Genel olarak GİYİM: İnsanların mevkilerini, Cinsiyetlerini, kabilesini, bölgesini, Milletini, Medeniyetini ve hatta duygularını ortaya koyabilen en etkili ifade vasıtalarından biridir. Tabir caizse diyebilirizki; Giyim FERDİN TAŞIDIGI BİR BAYRAKTIR
İşte bu an İnsanlar arası ilişkilere HAYA DUYGUSUNUN girdigi andır. Hususi –özel durumla , Cemiyet – toplum içerisindeki durum o andan itibaren farklılaşmıştır. Diyebilirizki; ilk çift ortaya çıkar çıkmaz ELBİSEYİ de akıl etmişlerdir. Elbise utanma duygusunu silmiş ve İNSANIN İLK EVİ OLMUŞTUR.

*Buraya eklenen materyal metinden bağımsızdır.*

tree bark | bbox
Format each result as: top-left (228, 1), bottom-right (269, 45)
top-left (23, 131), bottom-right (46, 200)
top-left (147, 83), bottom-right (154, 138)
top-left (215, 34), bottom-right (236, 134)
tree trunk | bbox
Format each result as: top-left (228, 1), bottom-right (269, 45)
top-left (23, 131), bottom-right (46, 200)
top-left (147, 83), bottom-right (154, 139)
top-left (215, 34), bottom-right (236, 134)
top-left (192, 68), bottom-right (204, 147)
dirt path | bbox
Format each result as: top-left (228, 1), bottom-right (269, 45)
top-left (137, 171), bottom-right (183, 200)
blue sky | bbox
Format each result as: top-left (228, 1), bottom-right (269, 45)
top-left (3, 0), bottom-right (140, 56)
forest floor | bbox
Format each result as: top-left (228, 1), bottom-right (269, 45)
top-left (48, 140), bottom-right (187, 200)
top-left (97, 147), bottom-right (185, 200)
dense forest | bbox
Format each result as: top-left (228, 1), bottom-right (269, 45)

Kıyafetin Tarihi Dinler ve devletler, adetler, düşünceler tarihi ile iç içedir. Fransızcadan Türkçeye geçmiş olan –Costume- kelimesi İtalyanca – Costume- den gelmektedir. Kelime olarak Adet ve gelenek manasındadır. Yani Giyim kuşamla adet başlangıçta aynı şeyleri ifade etmektedir. Çünkü her kavmin kendine göre bir giyim kuşam adeti vardır. Kostümlerin yani Kıyafetlerin degişmesi ile Adetlerin degişmesi birbirine Parelel olmuştur…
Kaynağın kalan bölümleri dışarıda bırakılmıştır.